El diálogo que Jesús mantiene con la samaritana en el pozo de Jacob llena de perplejidad a sus discípulos. Ahora ya no sólo les ofende que converse con una mujer a solas, actitud que debía de juzgarse indecorosa, sino que además esa mujer sea natural de Samaria, la región cuyos habitantes eran execrados por sus heterodoxias. En ese diálogo, Jesús no evita la ironía piadosa; y la emplea, además, en un punto en el que la samaritana estaría acostumbrada a recibir las reconvenciones más agrias y destempladas. «Llama a tu marido», le dice; a lo que la samaritana responde que no tiene marido. «Bien has dicho -asiente Jesús-; porque maridos has tenido cinco, y el que ahora tienes no lo es.» La samaritana debió entonces de abrir los ojos como platos. ¡Aquel extraño sabía que había sido mujer de cinco maridos y, en lugar de rehuirla como a una apestada, entablaba amistoso coloquio con ella! Aquí el Evangelio no hace comentario alguno; pero siempre que leo este pasaje imagino el natural desconcierto que a la samaritana debió de producirle la ''adivinación'' de Jesús; un desconcierto que tal vez terminase en sonrisa, al reparar en el rostro afable de Jesús. ¿De dónde salía aquel tipo que la aceptaba sabiendo lo que era, como si su pasado no le importara, como si ese pasado hubiese sido fulminantemente borrado por el agua que le prometía? La samaritana debió de notar entonces la acción misteriosa de la gracia, que golpea sin desmayo a nuestra puerta, sin importarle demasiado nuestras debilidades; o, importándole tanto, que a todas ellas las abraza, con calidez incombustible. E, inevitablemente, tuvo que sonreír: con pudor, con gratitud, con incalculable alegría.

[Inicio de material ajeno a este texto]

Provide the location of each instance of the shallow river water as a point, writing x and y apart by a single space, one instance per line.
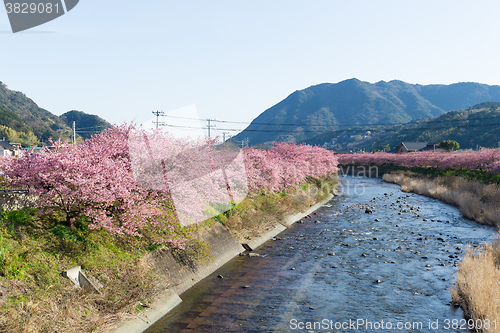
342 270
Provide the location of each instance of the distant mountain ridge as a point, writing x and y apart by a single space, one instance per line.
23 121
334 106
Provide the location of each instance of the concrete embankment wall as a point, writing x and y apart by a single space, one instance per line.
183 272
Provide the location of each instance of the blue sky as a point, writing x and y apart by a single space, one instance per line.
234 59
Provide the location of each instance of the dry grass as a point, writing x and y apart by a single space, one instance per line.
476 201
477 288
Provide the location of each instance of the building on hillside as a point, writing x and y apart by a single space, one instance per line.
407 147
8 149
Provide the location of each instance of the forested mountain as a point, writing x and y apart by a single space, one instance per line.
329 107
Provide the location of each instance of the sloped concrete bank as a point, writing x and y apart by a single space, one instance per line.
183 272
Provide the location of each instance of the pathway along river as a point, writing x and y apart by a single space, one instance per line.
343 269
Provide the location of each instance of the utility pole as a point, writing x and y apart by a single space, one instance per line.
157 114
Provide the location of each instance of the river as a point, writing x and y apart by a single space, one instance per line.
343 269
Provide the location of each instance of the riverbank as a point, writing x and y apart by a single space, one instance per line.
130 273
477 288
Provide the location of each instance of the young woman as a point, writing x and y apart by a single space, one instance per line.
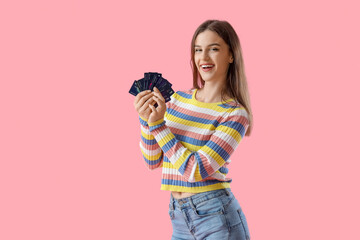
192 137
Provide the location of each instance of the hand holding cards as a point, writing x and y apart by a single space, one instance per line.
151 80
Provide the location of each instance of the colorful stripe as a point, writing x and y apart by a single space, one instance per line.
193 143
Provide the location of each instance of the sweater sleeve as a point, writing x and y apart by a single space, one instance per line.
150 149
198 165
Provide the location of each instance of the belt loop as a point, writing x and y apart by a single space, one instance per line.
191 203
172 204
227 192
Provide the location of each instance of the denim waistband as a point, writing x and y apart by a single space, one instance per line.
200 197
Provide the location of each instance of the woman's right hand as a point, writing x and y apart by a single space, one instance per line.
142 102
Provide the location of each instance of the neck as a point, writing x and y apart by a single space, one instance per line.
211 92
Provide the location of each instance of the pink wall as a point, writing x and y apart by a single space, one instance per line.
70 163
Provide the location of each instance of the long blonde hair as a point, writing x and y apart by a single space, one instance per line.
236 85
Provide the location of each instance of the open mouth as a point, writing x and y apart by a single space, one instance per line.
207 67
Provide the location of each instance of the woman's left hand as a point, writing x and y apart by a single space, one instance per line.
158 112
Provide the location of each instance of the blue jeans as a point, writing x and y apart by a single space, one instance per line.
208 215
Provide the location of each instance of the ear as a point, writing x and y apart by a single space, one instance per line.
231 59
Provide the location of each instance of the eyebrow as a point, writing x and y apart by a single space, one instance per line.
209 45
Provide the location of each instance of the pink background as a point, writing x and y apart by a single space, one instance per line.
70 162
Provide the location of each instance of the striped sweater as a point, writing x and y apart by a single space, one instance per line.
194 142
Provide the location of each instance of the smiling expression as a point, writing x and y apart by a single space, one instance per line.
211 56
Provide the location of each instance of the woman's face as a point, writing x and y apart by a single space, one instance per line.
210 49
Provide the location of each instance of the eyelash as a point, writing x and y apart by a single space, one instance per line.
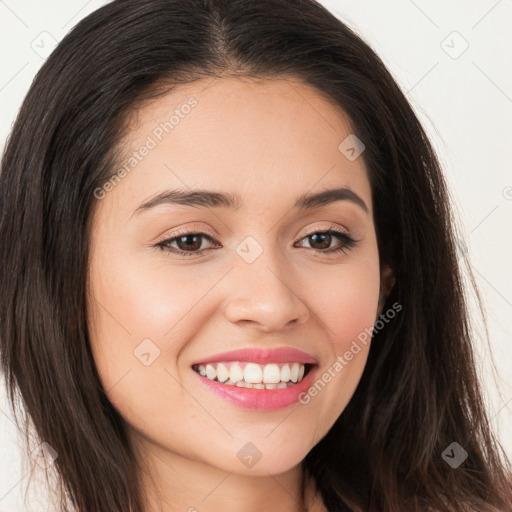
347 242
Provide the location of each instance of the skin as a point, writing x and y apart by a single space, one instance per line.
267 141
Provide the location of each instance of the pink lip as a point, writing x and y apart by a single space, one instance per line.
261 399
262 356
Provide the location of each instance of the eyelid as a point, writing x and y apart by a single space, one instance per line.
319 229
186 231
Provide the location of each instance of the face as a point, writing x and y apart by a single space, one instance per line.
172 285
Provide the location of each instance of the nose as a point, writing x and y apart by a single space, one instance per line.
262 293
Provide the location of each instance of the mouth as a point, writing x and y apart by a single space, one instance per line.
251 375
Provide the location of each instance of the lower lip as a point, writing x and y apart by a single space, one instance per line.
260 399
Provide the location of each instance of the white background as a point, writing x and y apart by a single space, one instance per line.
463 98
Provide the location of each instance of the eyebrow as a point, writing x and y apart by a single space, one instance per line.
212 199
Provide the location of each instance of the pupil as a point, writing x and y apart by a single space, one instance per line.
326 236
190 246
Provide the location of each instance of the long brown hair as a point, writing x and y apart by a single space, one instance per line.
419 392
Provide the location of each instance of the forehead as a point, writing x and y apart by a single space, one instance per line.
255 138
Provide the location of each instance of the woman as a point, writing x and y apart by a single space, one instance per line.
178 338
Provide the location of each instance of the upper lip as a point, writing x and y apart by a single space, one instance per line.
261 356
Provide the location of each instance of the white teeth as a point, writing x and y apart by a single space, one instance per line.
271 374
294 373
285 373
236 373
222 373
252 375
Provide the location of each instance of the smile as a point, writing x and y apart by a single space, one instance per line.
252 375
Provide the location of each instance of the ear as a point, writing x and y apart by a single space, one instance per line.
387 281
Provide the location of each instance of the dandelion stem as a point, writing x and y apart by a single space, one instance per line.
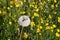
21 34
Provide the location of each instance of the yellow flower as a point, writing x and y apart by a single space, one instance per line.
11 6
56 5
42 20
50 16
10 22
40 34
32 17
25 35
58 30
38 30
17 5
32 24
55 1
52 30
47 24
11 2
35 6
37 10
4 12
54 26
59 19
47 27
52 6
24 0
36 14
40 27
57 34
0 12
22 12
55 12
28 13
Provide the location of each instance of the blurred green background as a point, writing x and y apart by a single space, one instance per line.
44 15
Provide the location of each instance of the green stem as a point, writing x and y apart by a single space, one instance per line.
21 34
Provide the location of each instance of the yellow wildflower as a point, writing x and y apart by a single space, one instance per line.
11 2
50 16
47 24
25 35
55 12
36 14
47 27
10 22
37 10
0 12
56 5
17 5
8 8
59 19
32 24
58 30
39 33
54 26
38 30
52 30
24 0
32 17
55 1
4 12
57 34
52 6
42 20
22 12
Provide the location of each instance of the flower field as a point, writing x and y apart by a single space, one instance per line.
44 19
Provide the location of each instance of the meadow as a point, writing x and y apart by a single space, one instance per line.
44 16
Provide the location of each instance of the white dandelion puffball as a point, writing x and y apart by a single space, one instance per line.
24 21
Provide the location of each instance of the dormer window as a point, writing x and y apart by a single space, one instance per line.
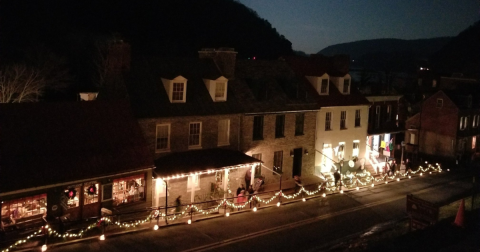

Pero donde la simpatía franca que Jesús emplea con las mujeres desborda la medida de lo previsible y alcanza el colmo, para hacerse subversiva, es en la jornada de su resurrección. El testimonio prestado por mujeres carecía de valor en aquella época, tanto para la ley mosaica como para el derecho romano; y, sin embargo, Jesús quiere que sean mujeres quienes anuncien el acontecimiento más importante de su paso por la tierra, el acontecimiento que justifica la fe que ha venido a fundar. Fueron, en efecto, mujeres quienes acudieron al sepulcro vacío, cargadas de bálsamos ya inútiles; fueron mujeres las primeras que lo vieron resucitado: primero, su madre, de quien sin duda había aprendido a tratar a las mujeres con franqueza; después, la Magdalena y el grupito femenino que lo acompañaba desde Galilea. En esta elección hay, desde luego, una recompensa a la lealtad (ellas habían sido quienes permanecieron en el Gólgota, al pie de la cruz, mientras los discípulos tomaban las de Villadiego); pero hay también un corte de mangas a los prejuicios de la época. A Jesús no se le podía escapar que nadie iba a prestar crédito al testimonio de aquellas mujeres; y que, por ello mismo, el anuncio de su resurrección iba a resultar mucho más problemático, como algunos días más tarde él mismo tendría ocasión de comprobar, camino de Emaús. En ese magnífico, grandioso, exultante corte de mangas a los prejuicios de la época, Jesús restablece para siempre la nobleza de la mujer, como nadie nunca se había atrevido a hacerlo, como nadie nunca lo hará.